Воздух был свеж, раннему утреннему солнцу еще недоставало той великой силы, которую оно явит всего через несколько часов. Они провели лошадей через Равнины, и дальше — к круглым холмам к северу от города. Здесь Ксенофонт сложил ладони и подсадил Пармениона в седло; потом военачальник ухватился за холку серого и взобрался ему на спину. Движение было плавным, уверенным и величественным, и Парменион поймал себя на том, что завидует манере старшего мужчины.

— Мы начнем с выгула лошадей, — сказал Ксенофонт, — позволим им привыкнуть к нашему весу.

Он двинулся вперед, обхватив длинную шею своего скакуна.

— Ты очень заботишься о них, — сказал Парменион. — Холишь их, как друзей.

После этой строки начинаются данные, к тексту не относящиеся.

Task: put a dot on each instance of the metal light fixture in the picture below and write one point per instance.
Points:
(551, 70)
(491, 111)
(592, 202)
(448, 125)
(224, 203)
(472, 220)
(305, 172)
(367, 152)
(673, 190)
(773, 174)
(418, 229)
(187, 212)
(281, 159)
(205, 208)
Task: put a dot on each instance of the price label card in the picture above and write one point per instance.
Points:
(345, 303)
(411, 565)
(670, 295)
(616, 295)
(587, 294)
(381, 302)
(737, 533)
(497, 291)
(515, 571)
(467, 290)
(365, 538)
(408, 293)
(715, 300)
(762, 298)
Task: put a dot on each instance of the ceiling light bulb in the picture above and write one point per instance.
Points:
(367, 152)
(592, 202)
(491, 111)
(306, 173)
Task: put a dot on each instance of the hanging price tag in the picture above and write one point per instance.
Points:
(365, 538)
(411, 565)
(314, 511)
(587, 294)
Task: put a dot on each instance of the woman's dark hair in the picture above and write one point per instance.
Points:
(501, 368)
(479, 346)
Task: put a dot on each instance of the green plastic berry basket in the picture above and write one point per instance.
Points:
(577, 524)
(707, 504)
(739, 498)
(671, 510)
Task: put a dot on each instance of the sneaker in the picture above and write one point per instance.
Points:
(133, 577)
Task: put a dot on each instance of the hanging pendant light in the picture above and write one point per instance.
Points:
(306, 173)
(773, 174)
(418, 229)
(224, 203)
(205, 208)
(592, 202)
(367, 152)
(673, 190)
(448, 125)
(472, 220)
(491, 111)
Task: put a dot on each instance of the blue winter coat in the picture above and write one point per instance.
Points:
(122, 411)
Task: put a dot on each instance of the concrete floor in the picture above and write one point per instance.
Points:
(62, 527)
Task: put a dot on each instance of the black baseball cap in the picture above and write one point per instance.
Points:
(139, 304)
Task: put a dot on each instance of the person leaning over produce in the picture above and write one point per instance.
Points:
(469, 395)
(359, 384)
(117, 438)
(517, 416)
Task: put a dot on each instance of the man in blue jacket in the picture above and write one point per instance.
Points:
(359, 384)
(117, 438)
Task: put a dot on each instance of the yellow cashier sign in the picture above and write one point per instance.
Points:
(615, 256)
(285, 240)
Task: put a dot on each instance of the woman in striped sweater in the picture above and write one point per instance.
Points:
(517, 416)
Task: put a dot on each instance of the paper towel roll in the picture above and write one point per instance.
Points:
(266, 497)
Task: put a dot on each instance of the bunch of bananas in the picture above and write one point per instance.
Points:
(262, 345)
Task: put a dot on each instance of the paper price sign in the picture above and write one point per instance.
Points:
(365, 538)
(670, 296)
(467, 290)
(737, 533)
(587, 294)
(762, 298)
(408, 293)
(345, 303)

— Они и есть друзья. Существует много глупцов, которые верят, что кнут подчиняет лошадь и заставляет ее повиноваться. Они подчинят ее — вне сомнений. Но лошадь без настроения — безжалостное чудовище. Ответь мне, стратег, — на кого бы ты положился в сражении: на человека, который любит тебя, или на того, которого ты бил и истязал?

— Ответ очевиден, господин. Я бы предпочел рядом с собой друга.

— Вот именно. Почему же это должно быть иначе в случае с лошадью, или собакой?

Они скакали по холмам, пока не выехали на ровную возвышенность, покрытую сухой травой.

— Дай им волю, — сказал Ксенофонт, шлепнув по крупу жеребца. Животное пустилось в бег, кобыла поскакала следом. Парменион обхватил коленями бока лошади и подался вперед. Рокот ветра наполнил его уши, и азарт наездника захватил его. Он почувствовал себя живым, истинно, несказанно живым!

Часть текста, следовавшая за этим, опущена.